Even before even being inaugurated, Donald Trump faces raging internal conflict in his MAGA coalition, especially between Ramaswamy-Musk and the Trump base, who are going to war over immigration.
The nationalist base does not wish to concede to investor privilege. Ramaswamy, who made his millions as a Wall Street huckster carrying out pump-and-dump stock schemes, believes the U.S. is culturally deficient for promoting mere "normality" over academic and scientific excellence. Musk, an engineer with a talent for exploiting others, prefers to import "top" technical talent, rather than rely on the U.S. labor market. The MAGA base, for its part, wants America First to count for something, especially in employment, as there are plenty of unemployed American engineers who could use the jobs Musk awards to foreign workers.

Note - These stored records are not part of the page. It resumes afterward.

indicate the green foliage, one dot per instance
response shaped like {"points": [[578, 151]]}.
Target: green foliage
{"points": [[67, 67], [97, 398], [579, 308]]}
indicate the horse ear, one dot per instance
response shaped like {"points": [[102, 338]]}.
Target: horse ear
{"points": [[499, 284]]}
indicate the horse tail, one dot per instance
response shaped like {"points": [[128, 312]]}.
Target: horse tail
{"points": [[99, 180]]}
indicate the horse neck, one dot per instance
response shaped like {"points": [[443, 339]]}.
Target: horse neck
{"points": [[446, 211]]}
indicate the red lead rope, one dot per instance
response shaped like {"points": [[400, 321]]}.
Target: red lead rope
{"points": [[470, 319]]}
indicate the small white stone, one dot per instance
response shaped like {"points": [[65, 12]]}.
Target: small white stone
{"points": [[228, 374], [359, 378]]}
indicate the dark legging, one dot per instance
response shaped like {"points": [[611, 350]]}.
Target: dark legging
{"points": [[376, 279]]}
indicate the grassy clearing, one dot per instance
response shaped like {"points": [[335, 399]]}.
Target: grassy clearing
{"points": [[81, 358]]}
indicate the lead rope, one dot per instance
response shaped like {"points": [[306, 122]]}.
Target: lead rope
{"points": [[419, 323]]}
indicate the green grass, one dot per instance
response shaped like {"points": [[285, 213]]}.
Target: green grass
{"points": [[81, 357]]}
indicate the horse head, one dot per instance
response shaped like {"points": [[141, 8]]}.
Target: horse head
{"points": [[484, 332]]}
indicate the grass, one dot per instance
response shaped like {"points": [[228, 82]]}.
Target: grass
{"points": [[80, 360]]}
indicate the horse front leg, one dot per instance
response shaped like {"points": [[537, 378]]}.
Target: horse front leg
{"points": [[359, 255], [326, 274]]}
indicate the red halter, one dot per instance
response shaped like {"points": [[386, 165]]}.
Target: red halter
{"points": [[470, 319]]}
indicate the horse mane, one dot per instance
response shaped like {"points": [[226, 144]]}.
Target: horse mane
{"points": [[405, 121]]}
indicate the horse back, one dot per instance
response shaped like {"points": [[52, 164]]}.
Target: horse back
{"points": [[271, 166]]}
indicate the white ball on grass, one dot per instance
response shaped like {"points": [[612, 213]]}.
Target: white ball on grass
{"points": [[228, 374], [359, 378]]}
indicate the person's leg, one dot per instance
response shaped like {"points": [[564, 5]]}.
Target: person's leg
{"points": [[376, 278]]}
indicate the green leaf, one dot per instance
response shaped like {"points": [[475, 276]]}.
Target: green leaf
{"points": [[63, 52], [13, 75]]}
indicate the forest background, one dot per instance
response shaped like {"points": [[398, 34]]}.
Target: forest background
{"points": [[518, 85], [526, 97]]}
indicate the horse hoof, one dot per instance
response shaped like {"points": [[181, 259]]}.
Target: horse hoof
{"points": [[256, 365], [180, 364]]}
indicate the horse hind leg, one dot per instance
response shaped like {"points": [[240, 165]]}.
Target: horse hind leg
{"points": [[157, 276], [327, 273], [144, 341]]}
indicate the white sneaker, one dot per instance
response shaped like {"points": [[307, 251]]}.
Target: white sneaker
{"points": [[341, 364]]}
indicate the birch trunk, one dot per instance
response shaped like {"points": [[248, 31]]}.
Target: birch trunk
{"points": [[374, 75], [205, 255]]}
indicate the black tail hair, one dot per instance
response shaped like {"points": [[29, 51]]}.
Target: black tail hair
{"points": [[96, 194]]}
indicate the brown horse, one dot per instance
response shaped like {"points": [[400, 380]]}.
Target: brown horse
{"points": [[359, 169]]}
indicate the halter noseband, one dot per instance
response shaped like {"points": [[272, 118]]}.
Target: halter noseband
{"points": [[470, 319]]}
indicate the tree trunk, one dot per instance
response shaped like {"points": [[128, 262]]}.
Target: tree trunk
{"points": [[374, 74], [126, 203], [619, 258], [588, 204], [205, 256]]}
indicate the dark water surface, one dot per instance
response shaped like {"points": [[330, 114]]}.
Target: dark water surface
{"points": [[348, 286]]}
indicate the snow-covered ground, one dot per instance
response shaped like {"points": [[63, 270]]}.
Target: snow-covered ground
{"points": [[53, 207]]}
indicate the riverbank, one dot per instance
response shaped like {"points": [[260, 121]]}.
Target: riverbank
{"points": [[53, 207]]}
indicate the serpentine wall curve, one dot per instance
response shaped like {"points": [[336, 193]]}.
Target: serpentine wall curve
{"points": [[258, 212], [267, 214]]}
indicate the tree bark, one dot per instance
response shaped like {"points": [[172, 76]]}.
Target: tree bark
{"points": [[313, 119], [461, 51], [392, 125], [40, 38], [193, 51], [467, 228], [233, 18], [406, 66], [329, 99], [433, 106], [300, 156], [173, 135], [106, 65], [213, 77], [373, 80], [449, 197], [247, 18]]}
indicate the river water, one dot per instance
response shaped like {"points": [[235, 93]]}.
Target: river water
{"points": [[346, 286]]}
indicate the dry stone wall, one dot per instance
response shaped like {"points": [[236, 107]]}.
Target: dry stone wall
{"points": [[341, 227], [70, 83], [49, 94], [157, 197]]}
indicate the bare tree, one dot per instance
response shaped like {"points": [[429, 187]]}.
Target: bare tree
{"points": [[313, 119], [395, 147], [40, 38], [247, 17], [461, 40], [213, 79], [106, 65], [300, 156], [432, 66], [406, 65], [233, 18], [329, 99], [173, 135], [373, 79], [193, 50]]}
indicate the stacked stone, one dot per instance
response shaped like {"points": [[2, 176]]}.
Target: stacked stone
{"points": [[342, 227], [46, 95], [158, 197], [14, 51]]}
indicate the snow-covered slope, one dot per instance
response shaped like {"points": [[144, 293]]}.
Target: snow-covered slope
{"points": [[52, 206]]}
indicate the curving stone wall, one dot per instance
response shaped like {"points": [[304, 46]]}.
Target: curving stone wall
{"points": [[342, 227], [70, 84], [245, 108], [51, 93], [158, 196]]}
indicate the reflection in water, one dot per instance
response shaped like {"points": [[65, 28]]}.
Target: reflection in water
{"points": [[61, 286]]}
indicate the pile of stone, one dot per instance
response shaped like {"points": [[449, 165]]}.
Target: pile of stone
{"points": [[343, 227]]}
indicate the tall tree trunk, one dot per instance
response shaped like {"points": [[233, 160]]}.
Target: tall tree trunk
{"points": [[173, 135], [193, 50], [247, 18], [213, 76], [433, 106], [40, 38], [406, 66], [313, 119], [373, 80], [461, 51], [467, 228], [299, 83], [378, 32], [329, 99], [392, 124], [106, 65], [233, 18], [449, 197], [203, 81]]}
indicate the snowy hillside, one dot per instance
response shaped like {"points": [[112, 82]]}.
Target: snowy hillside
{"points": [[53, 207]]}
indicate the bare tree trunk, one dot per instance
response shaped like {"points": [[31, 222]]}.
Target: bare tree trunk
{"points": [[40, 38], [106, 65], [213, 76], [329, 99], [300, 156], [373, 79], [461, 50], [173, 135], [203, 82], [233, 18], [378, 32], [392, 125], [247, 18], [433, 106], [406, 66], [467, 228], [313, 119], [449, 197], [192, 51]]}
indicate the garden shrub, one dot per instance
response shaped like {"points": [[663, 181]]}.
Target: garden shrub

From a worker standpoint, there is more to be said for the MAGA base side of the argument than for the Musk/Ramaswamy side, which as both Steven Bannon and Ann Coulter have pointed out, is simply a policy aimed at acquiring "indentured servants" by issuing H1B visas (while at the same time operating as a "brain drain" in the countries they come from). Many make substantial salaries (but less than U.S. workers would cost) but they are instantly deportable if they don't please their employers' every whim, a characteristic form of exploitation under capitalism, "populist" pretensions notwithstanding.
Con-man that he is, Donald Trump has already sided with his tech-bros, saying he likes the H1B visa, which gives special consideration to technically savvy immigrants. However, it is the extra control over the imported talent that matters most, not the technical know-how. All that remains to be done at this point is for the MAGA base to rationalize the kick-in-the-face as somehow consistent with Trump's "populist" essence, as they have done on similar occasions many times in the past.
The entire discussion bears on assumptions about what constitutes an American. For the Trump base, being born and raised in the image of the European founders of the republic represents Americanism in its purest form and counts for everything. For wealthy elites like Musk and Ramaswamy "excellence" is a distinctively American trait wherever it is found, and legal American visas extended to such talent are merely confirmation of that fact. Not to extend such visas in preference for a consumer culture of mediocrity is, for them, an insult to common sense and a kind of treason to the national essence.
Both groups overlook the possibility that achievement in making the U.S. less horrendously unjust may be the most praiseworthy element of the national character, and one would think we had already conceded this point by declaring Dr. Martin Luther King's birthday a national holiday.
In any event, Musk outlined his feelings about the H1B visa on X:
"The reason I'm in America along with so many critical people who built Space X, Tesla and hundreds of other companies that made America strong is because of H1B," he wrote to user Steve Mackey, who had criticized the visa. Overcome by indignation at "ungrateful" MAGA types, he lapsed into a semi-coherent rant: "Take a big step back and Fuck Yourself in the face. I will go to war on this issue the likes of which you cannot possibly comprehend." Steve Bannon, responding for the base, called Musk a "toddler."
Ramaswamy was more composed, incongruously calling for a culture of excellence from his extra-constitutional DOGE position granted him by the proudly ignorant Trump, world famous for being the quintessential "ugly American":
"Trump's election hopefully marks the beginning of a new golden era in America," he implausibly announced, "but only if our culture fully wakes up. A culture that once again prioritizes achievement over normalcy; excellence over mediocrity, hard work over laziness."
He neglected to mention that Trump's "excellence" is in repeatedly taking companies into bankruptcy for his own benefit, and fomenting sectarian warfare with an unflagging barrage of mental diarrhea that inflames ugly passions and pushes us towards a second Civil War.
If he is to be the measure of our national greatness, he should change his slogan to, "Make America Rubble Again."